Aneel aciona bandeira amarela e encerra quatro meses sem cobrança extra
Conta de luz terá acréscimo de R$ 1,885 a cada 100 kWh em maio, com chuvas abaixo da média na região dos reservatórios
Acabou a sequência de bandeira verde em 2026. A Aneel anunciou na sexta-feira, 24 de abril, que maio virá com bandeira amarela, a primeira cobrança extra do ano depois de quatro meses sem acréscimo na conta. O custo adicional é de R$ 1,885 a cada 100 kWh consumidos, e vale para todos os consumidores conectados ao Sistema Interligado Nacional, ou seja, a maior parte do país. A justificativa é sazonal: a transição do período chuvoso para o seco veio com volume de chuvas abaixo da média na região dos reservatórios, o que pressiona a geração hidrelétrica. Não é um movimento inédito. Pelos registros da própria Aneel, em maio de 2025 a agência também havia acionado a bandeira amarela, pelo mesmo motivo da virada climática. Para estimar quanto isso pesa no bolso, faltou uma peça. O G1 cita consumo médio residencial de 187 kWh em fevereiro, mas não encontramos confirmação independente desse número, então preferimos não fazer a conta de padaria. Olhando adiante, a expectativa é de que voltem a aparecer bandeiras com cobrança adicional no segundo semestre, conforme avaliação publicada pelo Estadão, em razão do período seco. A Terra Investimentos, por sua vez, avaliou que a amarela de maio não muda suas projeções de IPCA para o mês.

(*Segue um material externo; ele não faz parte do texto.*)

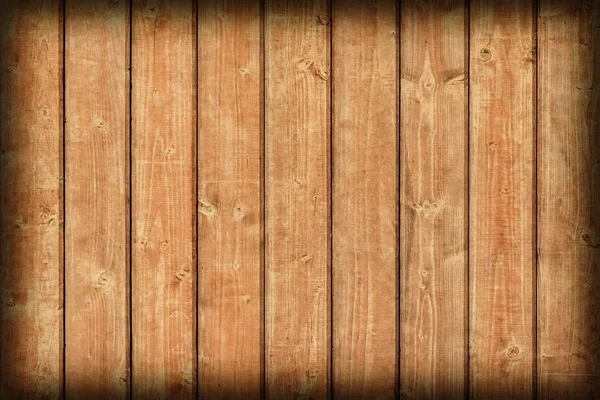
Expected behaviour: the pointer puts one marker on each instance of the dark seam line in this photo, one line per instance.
(467, 388)
(535, 208)
(196, 378)
(130, 382)
(64, 199)
(263, 378)
(398, 338)
(330, 228)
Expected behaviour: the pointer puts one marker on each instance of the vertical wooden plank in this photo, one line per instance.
(97, 199)
(433, 212)
(163, 199)
(230, 201)
(569, 200)
(365, 198)
(502, 198)
(31, 229)
(297, 198)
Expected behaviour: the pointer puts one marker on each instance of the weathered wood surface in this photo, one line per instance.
(364, 199)
(501, 200)
(569, 200)
(347, 199)
(230, 152)
(97, 326)
(433, 206)
(31, 199)
(163, 207)
(297, 151)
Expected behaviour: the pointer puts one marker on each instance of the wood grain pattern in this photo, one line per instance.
(297, 286)
(433, 213)
(502, 195)
(230, 199)
(97, 199)
(569, 200)
(364, 199)
(163, 199)
(31, 187)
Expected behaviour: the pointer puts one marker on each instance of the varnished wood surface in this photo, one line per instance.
(569, 200)
(433, 205)
(297, 226)
(299, 199)
(364, 199)
(502, 220)
(163, 181)
(31, 200)
(230, 207)
(97, 212)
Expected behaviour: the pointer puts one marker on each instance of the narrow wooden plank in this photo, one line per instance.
(569, 200)
(31, 231)
(365, 198)
(297, 199)
(163, 199)
(97, 199)
(502, 196)
(433, 214)
(230, 210)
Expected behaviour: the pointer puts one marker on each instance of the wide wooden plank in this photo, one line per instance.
(297, 107)
(163, 203)
(433, 214)
(365, 198)
(569, 200)
(97, 199)
(502, 197)
(230, 296)
(31, 187)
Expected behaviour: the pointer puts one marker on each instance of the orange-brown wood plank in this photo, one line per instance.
(230, 199)
(297, 257)
(31, 229)
(502, 198)
(433, 214)
(163, 209)
(364, 199)
(569, 200)
(97, 199)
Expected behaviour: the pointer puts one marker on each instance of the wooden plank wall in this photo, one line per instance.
(300, 199)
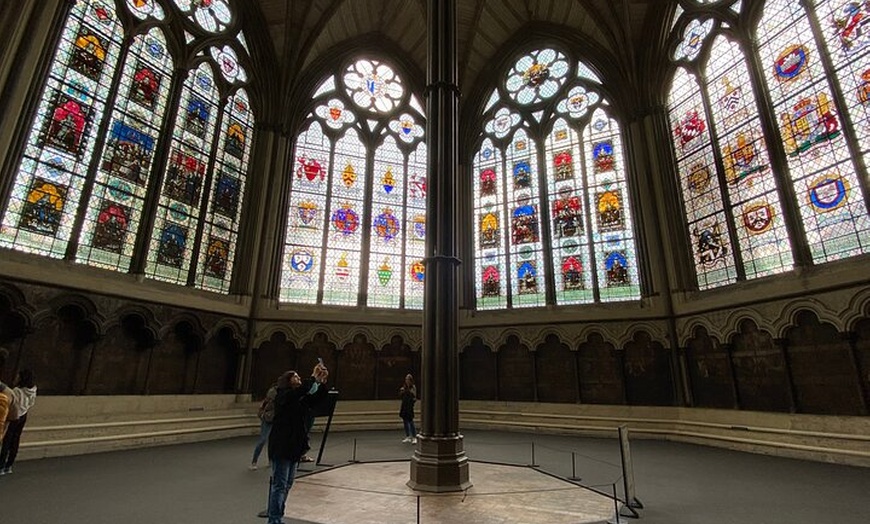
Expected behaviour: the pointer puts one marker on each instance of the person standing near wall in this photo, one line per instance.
(408, 393)
(266, 414)
(288, 440)
(23, 398)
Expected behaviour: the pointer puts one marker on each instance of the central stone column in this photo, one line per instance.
(439, 463)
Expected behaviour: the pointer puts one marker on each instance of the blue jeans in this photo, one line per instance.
(283, 473)
(410, 429)
(265, 428)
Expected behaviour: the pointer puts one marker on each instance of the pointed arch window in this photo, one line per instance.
(761, 188)
(87, 186)
(356, 224)
(552, 209)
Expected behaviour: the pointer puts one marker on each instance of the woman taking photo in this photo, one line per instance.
(408, 393)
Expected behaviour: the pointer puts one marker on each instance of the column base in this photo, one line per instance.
(439, 465)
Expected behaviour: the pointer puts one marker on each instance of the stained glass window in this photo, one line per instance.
(115, 209)
(174, 233)
(223, 213)
(750, 180)
(537, 76)
(735, 213)
(211, 15)
(820, 164)
(573, 233)
(60, 149)
(709, 234)
(356, 225)
(85, 183)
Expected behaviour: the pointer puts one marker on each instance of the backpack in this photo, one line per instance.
(267, 408)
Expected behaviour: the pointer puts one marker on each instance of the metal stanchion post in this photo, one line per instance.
(616, 519)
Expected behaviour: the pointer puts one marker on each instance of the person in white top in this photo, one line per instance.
(23, 397)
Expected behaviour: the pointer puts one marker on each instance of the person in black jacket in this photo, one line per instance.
(288, 440)
(408, 392)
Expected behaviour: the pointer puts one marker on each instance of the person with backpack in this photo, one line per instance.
(266, 414)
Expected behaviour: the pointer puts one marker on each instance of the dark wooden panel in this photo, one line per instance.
(557, 372)
(710, 372)
(356, 371)
(270, 360)
(760, 372)
(217, 365)
(649, 379)
(320, 347)
(823, 371)
(601, 380)
(168, 367)
(515, 380)
(57, 354)
(477, 375)
(118, 366)
(862, 355)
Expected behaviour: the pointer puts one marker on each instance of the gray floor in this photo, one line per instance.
(209, 482)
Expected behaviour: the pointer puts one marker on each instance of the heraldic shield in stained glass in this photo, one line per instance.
(522, 175)
(811, 121)
(525, 224)
(216, 256)
(65, 128)
(602, 157)
(757, 217)
(852, 26)
(487, 182)
(490, 234)
(145, 86)
(609, 211)
(306, 213)
(345, 220)
(310, 169)
(417, 271)
(129, 153)
(710, 245)
(527, 278)
(827, 193)
(419, 228)
(572, 274)
(386, 226)
(173, 242)
(616, 269)
(196, 119)
(741, 159)
(235, 143)
(564, 165)
(301, 263)
(226, 195)
(385, 272)
(491, 282)
(89, 54)
(567, 214)
(110, 230)
(43, 207)
(184, 178)
(689, 129)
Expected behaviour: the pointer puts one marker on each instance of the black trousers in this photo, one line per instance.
(11, 441)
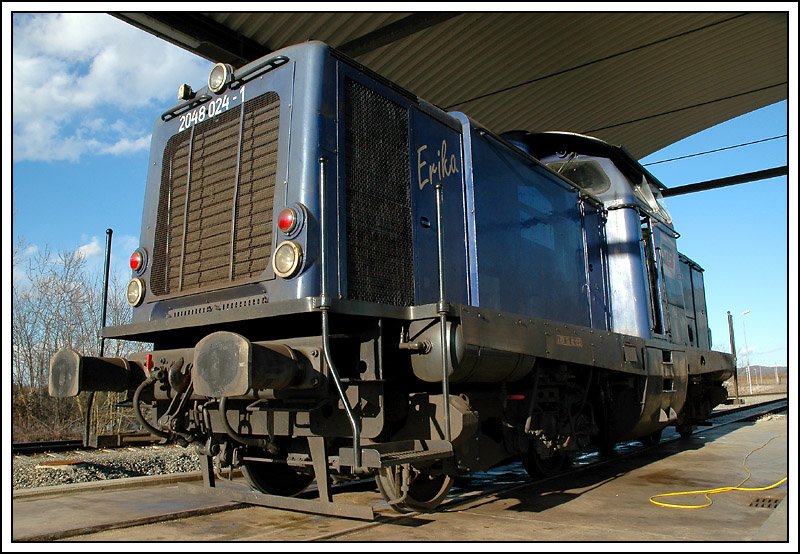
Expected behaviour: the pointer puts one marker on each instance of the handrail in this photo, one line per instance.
(442, 310)
(324, 308)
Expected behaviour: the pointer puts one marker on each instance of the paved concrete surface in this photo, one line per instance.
(601, 504)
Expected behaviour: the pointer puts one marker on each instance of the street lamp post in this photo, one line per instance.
(747, 351)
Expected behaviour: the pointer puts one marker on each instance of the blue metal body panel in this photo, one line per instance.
(528, 249)
(436, 157)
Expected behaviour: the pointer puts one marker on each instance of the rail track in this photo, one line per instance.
(467, 493)
(43, 447)
(121, 440)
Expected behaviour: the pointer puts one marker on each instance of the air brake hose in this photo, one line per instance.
(138, 413)
(248, 441)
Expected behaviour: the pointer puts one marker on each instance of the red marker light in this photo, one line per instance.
(287, 220)
(137, 260)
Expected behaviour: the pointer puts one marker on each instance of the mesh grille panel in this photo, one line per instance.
(214, 223)
(380, 257)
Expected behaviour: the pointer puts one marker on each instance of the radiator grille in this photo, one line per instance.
(379, 247)
(214, 223)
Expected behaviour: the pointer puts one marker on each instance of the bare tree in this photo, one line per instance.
(56, 304)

- O consumo médio residencial de 187 kWh citado pelo G1 não foi corroborado por outras fontes, então o impacto médio em reais na conta segue indefinido
- Não há informação sobre o nível atual dos reservatórios das hidrelétricas em percentual de armazenamento
- Não há previsão oficial sobre qual cor de bandeira vigorará em junho ou nos meses seguintes
- Não foram detalhados outros fatores (geração térmica, preço no mercado spot) além da redução de chuvas
- Não foram encontrados comentários de especialistas independentes sobre o impacto econômico da mudança
Cinco das oito informações principais são confirmadas por múltiplas fontes, incluindo a Aneel como fonte primária. O dado de consumo médio do G1 é de fonte única e foi tratado com cautela. A projeção para o segundo semestre vem do Estadão e foi apresentada como expectativa, não como certeza.